Typically, “women get surprised that there’s very little attention focused on the flat chest area,” McMahon says. “It’s very liberating.”

Because women’s clothing is cut to account for breasts, women who skip reconstruction and don’t wear prosthetics may have trouble finding blouses or dresses that fit well. But there are things that women can do to give themselves a more balanced look.

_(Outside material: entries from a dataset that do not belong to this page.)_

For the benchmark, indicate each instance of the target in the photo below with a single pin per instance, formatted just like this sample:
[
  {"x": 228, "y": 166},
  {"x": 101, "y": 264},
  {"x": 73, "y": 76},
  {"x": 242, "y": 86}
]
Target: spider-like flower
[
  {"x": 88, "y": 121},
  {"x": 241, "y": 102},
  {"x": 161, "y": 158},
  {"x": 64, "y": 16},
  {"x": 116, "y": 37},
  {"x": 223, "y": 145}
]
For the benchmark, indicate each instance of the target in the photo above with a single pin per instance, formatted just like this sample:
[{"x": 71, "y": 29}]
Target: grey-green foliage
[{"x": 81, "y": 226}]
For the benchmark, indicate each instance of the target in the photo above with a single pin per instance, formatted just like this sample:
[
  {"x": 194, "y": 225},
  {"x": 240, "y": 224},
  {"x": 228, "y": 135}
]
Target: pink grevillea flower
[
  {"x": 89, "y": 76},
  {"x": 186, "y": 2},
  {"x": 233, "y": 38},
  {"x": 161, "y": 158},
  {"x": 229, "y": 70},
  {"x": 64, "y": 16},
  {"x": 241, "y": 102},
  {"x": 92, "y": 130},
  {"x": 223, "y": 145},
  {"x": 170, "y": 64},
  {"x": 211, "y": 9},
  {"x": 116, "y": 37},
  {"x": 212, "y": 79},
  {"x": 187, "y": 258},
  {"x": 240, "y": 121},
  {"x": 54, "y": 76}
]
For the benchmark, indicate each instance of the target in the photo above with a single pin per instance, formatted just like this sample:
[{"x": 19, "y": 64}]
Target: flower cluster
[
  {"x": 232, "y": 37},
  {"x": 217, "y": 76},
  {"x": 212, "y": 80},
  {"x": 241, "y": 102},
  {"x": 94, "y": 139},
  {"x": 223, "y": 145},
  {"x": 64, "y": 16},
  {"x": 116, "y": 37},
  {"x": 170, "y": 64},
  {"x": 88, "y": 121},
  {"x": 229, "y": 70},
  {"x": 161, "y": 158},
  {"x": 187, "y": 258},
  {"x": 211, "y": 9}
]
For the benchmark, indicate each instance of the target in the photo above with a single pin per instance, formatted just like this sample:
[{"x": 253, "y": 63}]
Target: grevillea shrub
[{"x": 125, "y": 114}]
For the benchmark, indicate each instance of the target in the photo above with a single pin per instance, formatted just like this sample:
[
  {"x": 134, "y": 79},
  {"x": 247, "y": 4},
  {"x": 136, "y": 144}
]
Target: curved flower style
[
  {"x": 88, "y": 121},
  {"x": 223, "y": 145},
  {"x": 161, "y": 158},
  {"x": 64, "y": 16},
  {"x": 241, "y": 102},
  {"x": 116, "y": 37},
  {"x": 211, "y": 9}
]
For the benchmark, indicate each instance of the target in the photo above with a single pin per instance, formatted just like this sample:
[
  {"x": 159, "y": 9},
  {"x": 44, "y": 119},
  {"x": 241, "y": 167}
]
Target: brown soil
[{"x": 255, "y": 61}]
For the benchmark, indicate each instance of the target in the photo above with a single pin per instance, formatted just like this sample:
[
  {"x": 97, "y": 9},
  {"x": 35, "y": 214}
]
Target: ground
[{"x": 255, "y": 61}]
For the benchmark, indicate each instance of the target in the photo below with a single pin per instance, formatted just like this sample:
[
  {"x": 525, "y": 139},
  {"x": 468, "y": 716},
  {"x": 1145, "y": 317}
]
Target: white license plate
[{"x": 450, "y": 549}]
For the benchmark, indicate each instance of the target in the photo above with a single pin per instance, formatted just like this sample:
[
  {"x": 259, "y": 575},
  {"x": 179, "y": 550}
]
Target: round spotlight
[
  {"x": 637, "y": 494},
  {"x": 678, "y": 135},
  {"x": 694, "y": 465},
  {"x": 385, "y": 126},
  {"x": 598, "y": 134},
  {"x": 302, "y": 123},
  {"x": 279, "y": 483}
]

“Look for a print, or you can wear a scarf to draw attention away from the breasts,” McMahon says. “Look for something with breast pockets or wear layered clothing, maybe a cardigan.”

If you’re faced with the news that you need a mastectomy and must decide whether or not to choose breast reconstruction, doctors urge you to take time to make the right decision. (It’s possible to have breast reconstruction months or years after mastectomy, but the ideal time to make the decision is prior to the initial surgery.) These tips may help:

Meet with a surgeon. Make an appointment with the doctor who would perform the surgery to find out whether breast reconstruction is right for you.

“Ask lots of questions,” McMahon says. “Things like: How many women decide against reconstruction? What will the scars look like? Will I?still have sensation on my chest? Do you have pictures? What is my realistic outcome? If you have reasonable expectations, you have less trouble adjusting.”

Ask other patients. Breast cancer survivors are often willing to talk about their experiences, and they may even show you what their reconstructed breasts or mastectomy scars look like.

“Surgeons have books with pictures in their offices so they can show patients, but I find that doesn’t do it justice,” Cairoli says. “It’s always nicer if you can see for yourself. I find that women with breast cancer are always very, very happy to be there for other folks who are going through this, to say, ‘This is what my implant looks like,’ or ‘I opted not to, and this is what my mastectomy scar looks like.’ They want to pave the way and help you.”

Discuss options with your partner. Talking things through with your spouse can help you realize where your priorities lie.

“My husband was wonderful through this whole thing,” says Ruth. “He said he loved me – he didn’t love me for my breasts. Men can understand and accept, and still think you’re lovely and sexually interesting, even if you have a double mastectomy.”

Own the decision. If you decide against breast reconstruction, do it for positive reasons, such as simplifying your life, rather than out of fear.

“There are women who really embrace it,” Brill says. “I’ve had women tattoo their mastectomy scars with vines and flowers, making something positive about it. The two strongest factors among women who successfully do no reconstruction are that they have a really good sense of self-image before going into surgery and a good, strong relationship. That’s key.”